Малиновка поёт лишь о любви... | страница 26
- Отец всегда был жесток, - сказал Рик, чувствуя ее пальцы на своей коже, как раскаленное железо. – И с братом, и со мной. Мне жаль, что и тебе досталось от его нрава.
Она посмотрела на него с благодарностью. Или так ему показалось в сумерках. Но от этого взгляда тепло разлилось в груди. Никогда еще красивая девушка не смотрела на него с такой признательностью, и это было приятно. Удивительно приятно. И сердце застучало барабанной дробью.
- Он отвратительно вел себя со мной, - тут она не выдержала и снова заплакала. – Едва я начинала спрашивать, кто он такой и куда меня везет, кричал, что я – бесполезное существо, деревенщина с босяцким говором, и не смею оскорблять его слух.
- Он не бил тебя? – спросил Рик, холодея от ужаса. То, какой тяжелой была у отца рука, и как скор он был на наказания, ему было прекрасно известно.
- Нет, - она помотала головой, размазывая по лицу слезы. – Но иногда слова бьют больно, очень больно.
Рик сделал движение, чтобы снова притянуть ее к себе, но вовремя опомнился и уселся смирно. «Как святоша на воскресной проповеди», - подумал он, иронизируя над собой.
- Он меня пальцем не тронул, - продолжала Дьюлла, - хотя я очень боялась сначала. Но когда пыталась заговорить с ним… Он ругал меня... Приказывал заткнуться…
- И тогда ты решила молчать?
- Да, - она быстро и стыдливо кивнула. – Решила молчать.
- И отказалась от еды в знак протеста?
- Ой! – она закрыла лицо руками.
- Что такое?
- Не спрашивай, это так глупо…
Но он все же принудил ее к откровению и только ласково взъерошил ей волосы на затылке, когда она призналась, что едва видит такой красивый стол и кучу блестящих столовых приборов, как пугается до судорог.
- Понимаешь, я всегда ела из деревянной чашки, - объясняла она ему, запинаясь от смущения, - а там одних только ложек – вот столько! – она выставила вперед руку, растопырив пальцы. – И еще ножи, и эти… маленькие вилы… Я не представляю, как можно всем этим управляться! Ведь я такая неумеха и ничего не знаю… - последние слова она выговорила почти обреченно.

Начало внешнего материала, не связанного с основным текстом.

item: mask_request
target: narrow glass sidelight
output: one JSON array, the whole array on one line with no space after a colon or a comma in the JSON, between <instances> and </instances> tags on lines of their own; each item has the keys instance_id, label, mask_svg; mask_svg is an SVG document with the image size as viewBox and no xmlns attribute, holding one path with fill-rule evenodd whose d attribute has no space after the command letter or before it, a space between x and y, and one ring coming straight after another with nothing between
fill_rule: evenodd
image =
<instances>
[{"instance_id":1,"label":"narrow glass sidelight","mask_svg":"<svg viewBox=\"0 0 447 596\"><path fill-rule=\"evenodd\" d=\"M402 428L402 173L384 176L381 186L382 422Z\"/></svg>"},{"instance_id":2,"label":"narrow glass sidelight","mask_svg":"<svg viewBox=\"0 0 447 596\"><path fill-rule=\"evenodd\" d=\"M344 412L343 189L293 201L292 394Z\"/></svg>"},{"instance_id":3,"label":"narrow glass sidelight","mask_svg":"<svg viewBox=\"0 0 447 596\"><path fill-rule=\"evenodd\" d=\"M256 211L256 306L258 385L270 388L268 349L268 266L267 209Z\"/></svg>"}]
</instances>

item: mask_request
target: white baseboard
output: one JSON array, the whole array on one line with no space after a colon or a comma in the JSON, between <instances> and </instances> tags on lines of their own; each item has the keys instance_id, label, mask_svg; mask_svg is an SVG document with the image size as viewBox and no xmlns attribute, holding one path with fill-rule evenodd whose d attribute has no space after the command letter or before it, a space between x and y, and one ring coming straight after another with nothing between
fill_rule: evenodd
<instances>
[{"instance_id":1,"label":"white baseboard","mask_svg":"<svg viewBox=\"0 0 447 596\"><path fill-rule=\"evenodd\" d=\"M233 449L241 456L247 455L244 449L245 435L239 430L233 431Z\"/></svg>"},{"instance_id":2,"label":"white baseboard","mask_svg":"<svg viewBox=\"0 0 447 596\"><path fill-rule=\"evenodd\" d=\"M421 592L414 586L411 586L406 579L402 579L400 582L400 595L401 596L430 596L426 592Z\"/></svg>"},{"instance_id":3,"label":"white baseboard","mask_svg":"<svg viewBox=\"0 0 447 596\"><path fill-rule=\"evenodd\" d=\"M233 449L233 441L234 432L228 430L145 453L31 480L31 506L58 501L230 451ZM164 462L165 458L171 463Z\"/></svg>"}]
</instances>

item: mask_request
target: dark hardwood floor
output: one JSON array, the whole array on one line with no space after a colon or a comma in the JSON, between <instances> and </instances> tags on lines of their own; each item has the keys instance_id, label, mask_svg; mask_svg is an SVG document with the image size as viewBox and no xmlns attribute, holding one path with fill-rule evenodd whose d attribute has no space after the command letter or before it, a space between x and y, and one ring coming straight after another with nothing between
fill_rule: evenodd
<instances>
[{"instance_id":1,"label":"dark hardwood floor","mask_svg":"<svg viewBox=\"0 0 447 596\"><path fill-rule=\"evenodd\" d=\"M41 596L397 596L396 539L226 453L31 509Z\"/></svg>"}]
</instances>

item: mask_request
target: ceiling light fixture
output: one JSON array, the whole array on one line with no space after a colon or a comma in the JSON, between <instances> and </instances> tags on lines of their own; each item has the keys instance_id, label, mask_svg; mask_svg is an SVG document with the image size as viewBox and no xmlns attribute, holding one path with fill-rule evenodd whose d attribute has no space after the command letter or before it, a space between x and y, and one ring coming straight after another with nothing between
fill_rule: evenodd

- И столько времени воровала объедки, - мягко упрекнул он ее. – Эх, Дьюлла, какой же ты еще ребенок.
- Они смеялись надо мной, - сказала она тихо. - Они все и так считают меня дурочкой, сумасшедшей. Я не хотела, чтобы они смеялись надо мной еще больше. Ты не знаешь, каково это – когда над тобой потешаются только потому, что ты чем-то отличаешься от остальных.
- Мне очень хорошо это известно, и не понаслышке, можешь поверить. Но теперь никто не посмеет над тобой смеяться, - пообещал ей Рик. – А обращаться с ложками, ножами и… вилками, я тебя научу. И ты будешь есть так же изящно, как королева.